Updated on February 2, 2021

Well-designed forms are a crucial component of any web application. Follow best practices of form design, supported by tools in Pega, for the most success.

Basics

A basic form should be in a one column layout with labels on top. Strongly related fields are grouped together on one line. Fields are an appropriate width for the content. Research shows that this is the best default form design to optimize for speed. This should be the starting place for all form designs.

In some cases, a one column layout is not the best way to lay out the screen. Designers should use two or three column layouts when:

  • There are a lot of fields (>25) on a single screen, and real estate is at a premium.
  • Specific fields do not have strong associations.
  • Speed is not a primary need.

Using a two column layout is preferable to using a three column layout.

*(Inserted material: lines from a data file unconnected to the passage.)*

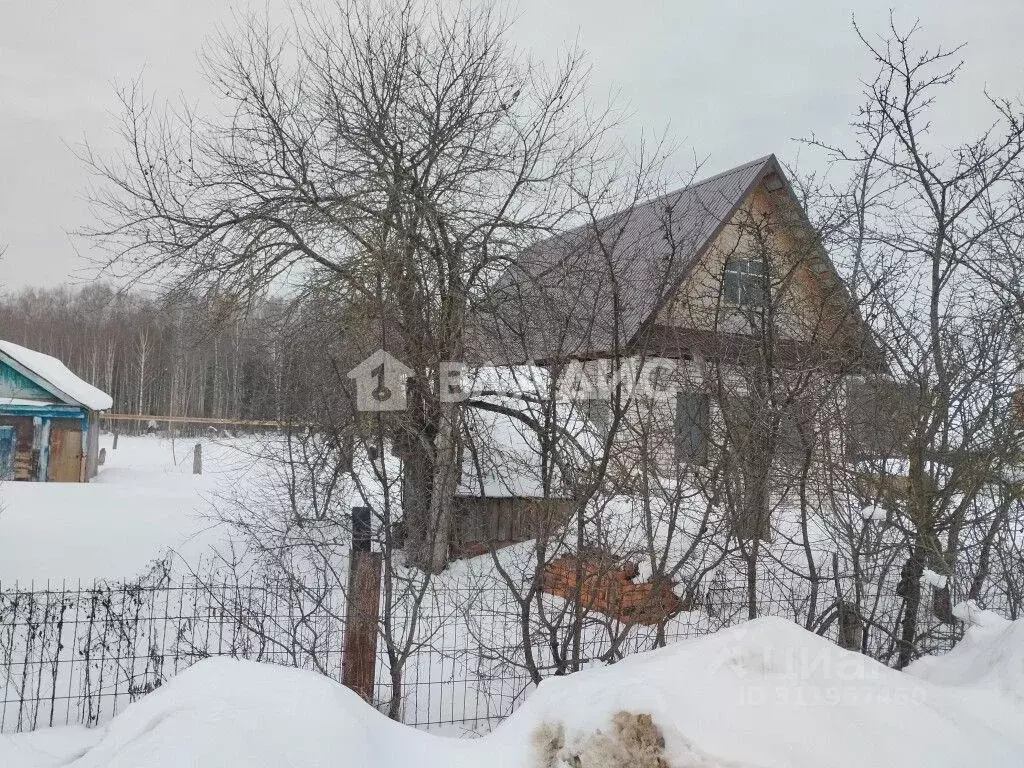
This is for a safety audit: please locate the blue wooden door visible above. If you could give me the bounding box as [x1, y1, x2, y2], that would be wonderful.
[0, 427, 16, 480]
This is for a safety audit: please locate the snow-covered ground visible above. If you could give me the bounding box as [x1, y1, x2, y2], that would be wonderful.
[0, 434, 259, 586]
[0, 618, 1024, 768]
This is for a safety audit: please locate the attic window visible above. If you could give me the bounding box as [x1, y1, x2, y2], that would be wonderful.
[722, 259, 767, 307]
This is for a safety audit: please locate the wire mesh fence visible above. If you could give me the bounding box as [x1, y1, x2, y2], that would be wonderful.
[0, 572, 974, 732]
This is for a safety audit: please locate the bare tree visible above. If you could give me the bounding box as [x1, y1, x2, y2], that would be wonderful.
[810, 18, 1024, 666]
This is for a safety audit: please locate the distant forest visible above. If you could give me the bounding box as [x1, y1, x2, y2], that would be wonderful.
[0, 284, 296, 420]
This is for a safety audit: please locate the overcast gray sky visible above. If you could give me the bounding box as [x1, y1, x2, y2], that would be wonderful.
[0, 0, 1024, 290]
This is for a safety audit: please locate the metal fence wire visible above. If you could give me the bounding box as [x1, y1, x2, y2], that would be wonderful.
[0, 574, 974, 732]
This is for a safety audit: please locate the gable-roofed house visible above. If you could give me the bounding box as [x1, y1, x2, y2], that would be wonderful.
[0, 341, 113, 482]
[480, 156, 886, 536]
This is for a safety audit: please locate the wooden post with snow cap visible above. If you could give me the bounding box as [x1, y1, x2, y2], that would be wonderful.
[341, 507, 381, 701]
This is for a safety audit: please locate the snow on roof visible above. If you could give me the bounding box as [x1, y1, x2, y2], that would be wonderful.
[0, 341, 114, 411]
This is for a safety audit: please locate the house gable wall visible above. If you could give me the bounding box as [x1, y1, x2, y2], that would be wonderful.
[0, 360, 57, 402]
[656, 182, 845, 352]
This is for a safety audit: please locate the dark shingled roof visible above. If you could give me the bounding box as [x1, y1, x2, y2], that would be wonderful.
[481, 155, 784, 362]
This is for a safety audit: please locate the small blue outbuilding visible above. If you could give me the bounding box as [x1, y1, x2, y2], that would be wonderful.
[0, 341, 114, 482]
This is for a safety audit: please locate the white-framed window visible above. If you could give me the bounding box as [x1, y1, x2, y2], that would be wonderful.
[722, 258, 768, 307]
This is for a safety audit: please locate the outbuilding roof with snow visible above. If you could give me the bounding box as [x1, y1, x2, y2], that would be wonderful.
[0, 341, 114, 411]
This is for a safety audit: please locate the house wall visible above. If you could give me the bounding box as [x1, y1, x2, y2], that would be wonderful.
[0, 362, 56, 402]
[0, 402, 89, 480]
[657, 184, 842, 342]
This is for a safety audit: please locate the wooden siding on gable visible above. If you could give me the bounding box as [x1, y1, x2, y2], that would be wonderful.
[0, 362, 57, 402]
[653, 184, 860, 353]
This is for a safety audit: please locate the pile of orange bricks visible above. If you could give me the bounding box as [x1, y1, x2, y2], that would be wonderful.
[541, 555, 689, 625]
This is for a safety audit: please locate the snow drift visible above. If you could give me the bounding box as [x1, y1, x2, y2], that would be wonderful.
[0, 618, 1024, 768]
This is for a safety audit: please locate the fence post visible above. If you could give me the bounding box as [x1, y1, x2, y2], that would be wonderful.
[341, 507, 381, 701]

Use a two column layout when you have >= 6 fields to show. Do not use a two column layout to display one line of fields.

Do not mix two and three column layouts on the same screen. You can mix one column and two column, or one column and three columns.

Use a three column layout when you have >= 9 fields to show. Do not use a three column layout to display one line of fields. If a two column layout would suffice, use that.

Form layouts

Same line grouping

Some items in a form are more closely associated than others. Examples of this are:

  • First and last name
  • Date ranges
  • City/state/zip in an address
  • Currency type and amount

When you have this type of data, make the grouping more clear by having them on the same line.

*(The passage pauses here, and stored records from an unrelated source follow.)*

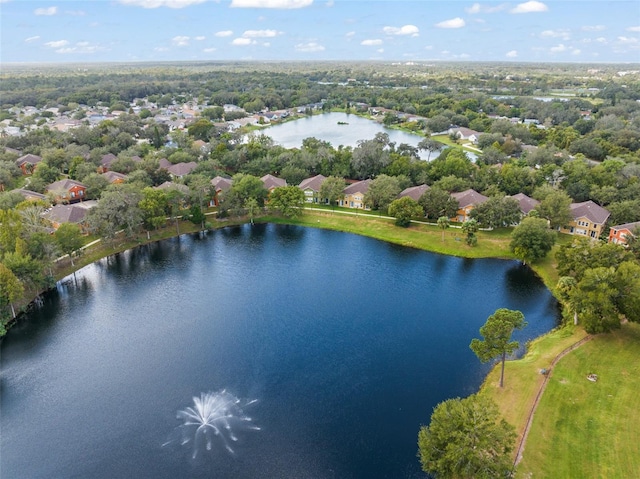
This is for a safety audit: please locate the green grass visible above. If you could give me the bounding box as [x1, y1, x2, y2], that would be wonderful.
[480, 326, 586, 452]
[517, 324, 640, 479]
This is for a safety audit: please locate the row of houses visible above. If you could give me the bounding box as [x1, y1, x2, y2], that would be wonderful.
[10, 161, 640, 249]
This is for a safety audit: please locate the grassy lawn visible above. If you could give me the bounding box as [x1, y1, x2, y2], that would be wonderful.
[480, 326, 586, 454]
[261, 209, 513, 259]
[507, 324, 640, 479]
[268, 211, 573, 290]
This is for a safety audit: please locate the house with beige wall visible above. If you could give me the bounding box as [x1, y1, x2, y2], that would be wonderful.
[560, 200, 611, 240]
[339, 179, 371, 210]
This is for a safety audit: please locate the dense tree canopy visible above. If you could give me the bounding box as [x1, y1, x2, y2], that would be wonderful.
[418, 395, 516, 479]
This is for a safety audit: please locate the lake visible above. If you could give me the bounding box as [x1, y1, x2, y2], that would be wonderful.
[0, 225, 559, 479]
[262, 112, 438, 159]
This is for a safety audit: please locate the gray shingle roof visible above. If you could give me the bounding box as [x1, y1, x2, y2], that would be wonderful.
[167, 161, 198, 176]
[211, 176, 233, 191]
[16, 153, 42, 166]
[298, 175, 327, 192]
[398, 185, 431, 201]
[260, 175, 287, 190]
[342, 179, 371, 195]
[451, 189, 489, 208]
[569, 200, 611, 225]
[611, 221, 640, 232]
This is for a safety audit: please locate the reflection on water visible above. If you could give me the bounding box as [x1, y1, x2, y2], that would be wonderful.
[0, 225, 559, 478]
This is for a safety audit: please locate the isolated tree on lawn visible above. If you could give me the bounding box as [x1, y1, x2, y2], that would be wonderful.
[438, 216, 451, 241]
[320, 176, 345, 209]
[268, 186, 305, 218]
[53, 223, 84, 266]
[510, 217, 557, 264]
[389, 196, 423, 228]
[418, 394, 516, 479]
[462, 219, 479, 246]
[469, 308, 527, 387]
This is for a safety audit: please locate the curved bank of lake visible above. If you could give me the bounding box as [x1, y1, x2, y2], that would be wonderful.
[1, 224, 558, 478]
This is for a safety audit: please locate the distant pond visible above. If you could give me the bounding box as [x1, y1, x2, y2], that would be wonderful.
[262, 112, 438, 159]
[0, 225, 559, 479]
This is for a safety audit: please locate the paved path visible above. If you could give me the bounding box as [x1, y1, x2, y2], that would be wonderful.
[513, 335, 593, 467]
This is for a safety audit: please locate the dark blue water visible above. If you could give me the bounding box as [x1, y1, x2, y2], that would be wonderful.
[0, 225, 557, 479]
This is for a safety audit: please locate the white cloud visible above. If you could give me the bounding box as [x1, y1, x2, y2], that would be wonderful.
[509, 0, 549, 13]
[580, 25, 606, 32]
[242, 30, 278, 38]
[230, 0, 313, 9]
[33, 7, 58, 17]
[231, 38, 256, 46]
[171, 35, 189, 47]
[617, 37, 638, 45]
[464, 2, 509, 15]
[55, 42, 105, 54]
[45, 40, 69, 48]
[118, 0, 206, 8]
[382, 25, 420, 37]
[540, 29, 571, 40]
[436, 17, 466, 28]
[295, 42, 324, 53]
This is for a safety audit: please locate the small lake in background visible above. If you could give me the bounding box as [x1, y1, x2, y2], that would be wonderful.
[0, 225, 559, 479]
[261, 112, 448, 160]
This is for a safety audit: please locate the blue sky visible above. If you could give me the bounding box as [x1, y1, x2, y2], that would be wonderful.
[0, 0, 640, 63]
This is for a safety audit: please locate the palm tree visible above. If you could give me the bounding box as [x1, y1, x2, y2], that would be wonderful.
[438, 216, 451, 241]
[556, 276, 578, 324]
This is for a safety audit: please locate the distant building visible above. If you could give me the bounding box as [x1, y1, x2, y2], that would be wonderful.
[560, 200, 611, 239]
[340, 179, 371, 210]
[298, 175, 328, 203]
[398, 185, 431, 201]
[451, 189, 489, 223]
[609, 221, 640, 246]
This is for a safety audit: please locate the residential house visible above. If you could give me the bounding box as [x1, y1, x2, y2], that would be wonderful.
[158, 158, 173, 170]
[98, 153, 118, 173]
[560, 200, 611, 239]
[102, 171, 127, 185]
[167, 161, 198, 178]
[298, 175, 328, 204]
[398, 185, 431, 201]
[451, 189, 489, 223]
[11, 188, 47, 201]
[340, 179, 371, 210]
[45, 178, 87, 203]
[609, 221, 640, 246]
[260, 174, 287, 193]
[154, 181, 189, 195]
[209, 176, 233, 206]
[16, 153, 42, 175]
[510, 193, 540, 216]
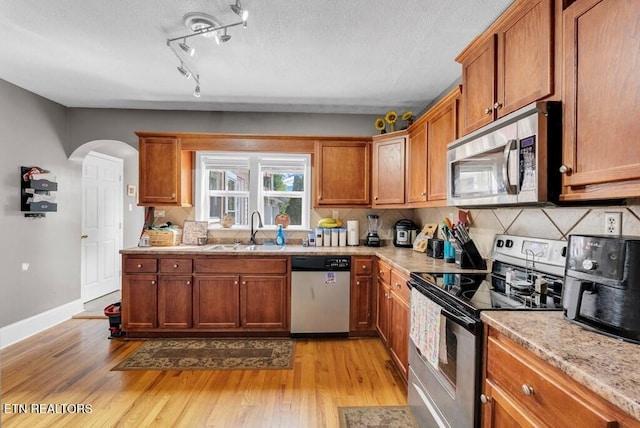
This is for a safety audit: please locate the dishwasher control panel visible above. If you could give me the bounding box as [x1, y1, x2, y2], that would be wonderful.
[291, 256, 351, 272]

Avoid multi-column layouts with this kind of grouped data. As seen here, “Start date” and “End date” are now on different lines.

Headers

Use headers to separate information. Under a specific header, do not mix one column and multi-column layouts.

Required fields

Required fields should be shown before non-required fields. Having required fields at the beginning of the process makes sure that users do not miss them. Avoid mixing a required field in with many non-required fields. If a field is strongly recommended (but perhaps not strictly “required”) it should be as near to the beginning of the form as possible. This reduces the chance of a user skipping it.

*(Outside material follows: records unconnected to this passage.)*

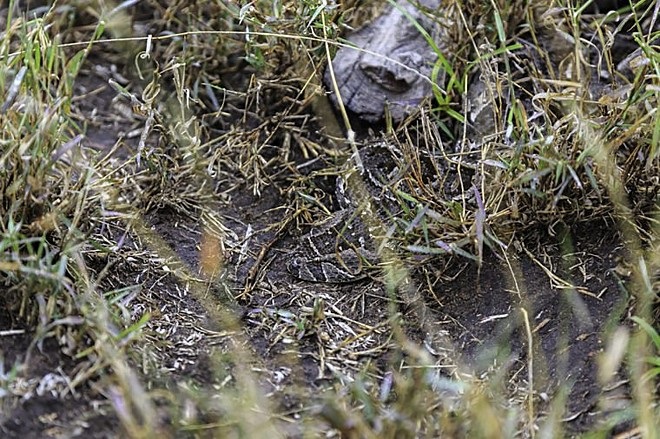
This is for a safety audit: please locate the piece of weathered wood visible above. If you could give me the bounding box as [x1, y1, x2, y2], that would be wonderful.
[325, 0, 444, 122]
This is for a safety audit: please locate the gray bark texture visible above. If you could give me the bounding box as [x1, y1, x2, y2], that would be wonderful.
[324, 0, 446, 122]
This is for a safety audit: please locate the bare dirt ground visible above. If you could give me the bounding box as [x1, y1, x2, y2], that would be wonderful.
[0, 0, 657, 438]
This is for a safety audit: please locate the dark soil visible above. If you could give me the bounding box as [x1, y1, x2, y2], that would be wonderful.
[0, 2, 648, 438]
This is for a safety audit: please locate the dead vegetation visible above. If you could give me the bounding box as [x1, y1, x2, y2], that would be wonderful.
[0, 0, 660, 438]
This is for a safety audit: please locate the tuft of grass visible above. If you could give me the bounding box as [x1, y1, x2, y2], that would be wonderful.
[0, 0, 660, 438]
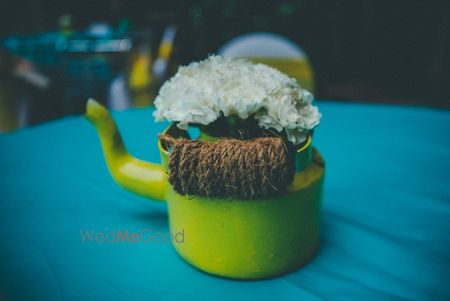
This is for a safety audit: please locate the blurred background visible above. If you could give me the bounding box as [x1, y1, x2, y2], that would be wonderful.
[0, 0, 450, 132]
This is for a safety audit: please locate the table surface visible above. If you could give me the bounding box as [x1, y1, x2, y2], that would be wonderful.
[0, 101, 450, 301]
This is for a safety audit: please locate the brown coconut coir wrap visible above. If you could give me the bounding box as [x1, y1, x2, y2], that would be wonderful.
[160, 135, 295, 199]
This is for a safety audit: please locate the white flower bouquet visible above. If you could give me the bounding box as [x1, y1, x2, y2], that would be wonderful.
[154, 56, 321, 145]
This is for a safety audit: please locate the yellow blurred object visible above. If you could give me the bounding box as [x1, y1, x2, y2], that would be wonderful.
[128, 46, 156, 107]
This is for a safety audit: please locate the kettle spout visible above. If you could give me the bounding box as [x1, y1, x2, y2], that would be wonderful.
[85, 99, 168, 201]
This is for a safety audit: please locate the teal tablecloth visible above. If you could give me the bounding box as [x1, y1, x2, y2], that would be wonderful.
[0, 102, 450, 301]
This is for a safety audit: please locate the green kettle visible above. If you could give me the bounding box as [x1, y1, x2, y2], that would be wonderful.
[85, 100, 324, 279]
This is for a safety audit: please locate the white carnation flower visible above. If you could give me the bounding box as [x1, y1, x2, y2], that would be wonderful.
[153, 56, 321, 144]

Long and wide fields, and grids

When reasonable, put long and wide fields under short ones. Long and wide fields can hide other fields by pushing them below the fold. When possible, put these at the end of your form. Longer/wider fields should go below less long/wide fields.

Long and wide fields include:

  • Text areas
  • Rich text editors
  • Simple grids
  • Maps
  • Any custom control taller than 60px

Any list with more than 5-10 items in it and/or has paging should always be at the end of the form. This is to prevent keyboard traps and infinite scroll.

Tab order

The default, and recommended, tab order is Left -> Right, Top -> Bottom. Never tab back and forth from one header area to another.

This is the preferred tab order, as it lays fields out predictably, and groups tightly related fields into one line.

This layout has two distinct header areas, and the user tabs down the entirety of one before moving to the next. Use this when you have shorter header areas of similar length, and space is at a premium. Also notice the dividing line between the two areas, which makes it more clear to a user that they are two different areas. Provide visual separation like this when possible.

This layout is a two-column layout with correct tab order. Use this when space is at a premium and there are many fields under a particular header. Refer to the guidelines about choosing one or multi column layouts for more guidance.

Form and form element widths

The maximum width of a standard form should be 720px. There are some cases where the form must be wider (accounting for tabular data) but generally 720px maximum will suffice.

With 14px padding on all sides of the form, these are the recommended field widths:

  • Small: 110px
  • Normal: 220px
  • Wide: 692px

Use a field width that is appropriate for the content meant to go in it.

  • Small fields are generally 8 or less characters. Zip codes, abbreviations, etc.
  • Long fields are expected to have >16 characters. Street address, comment areas, etc.
  • Standard field width should be used most of the time.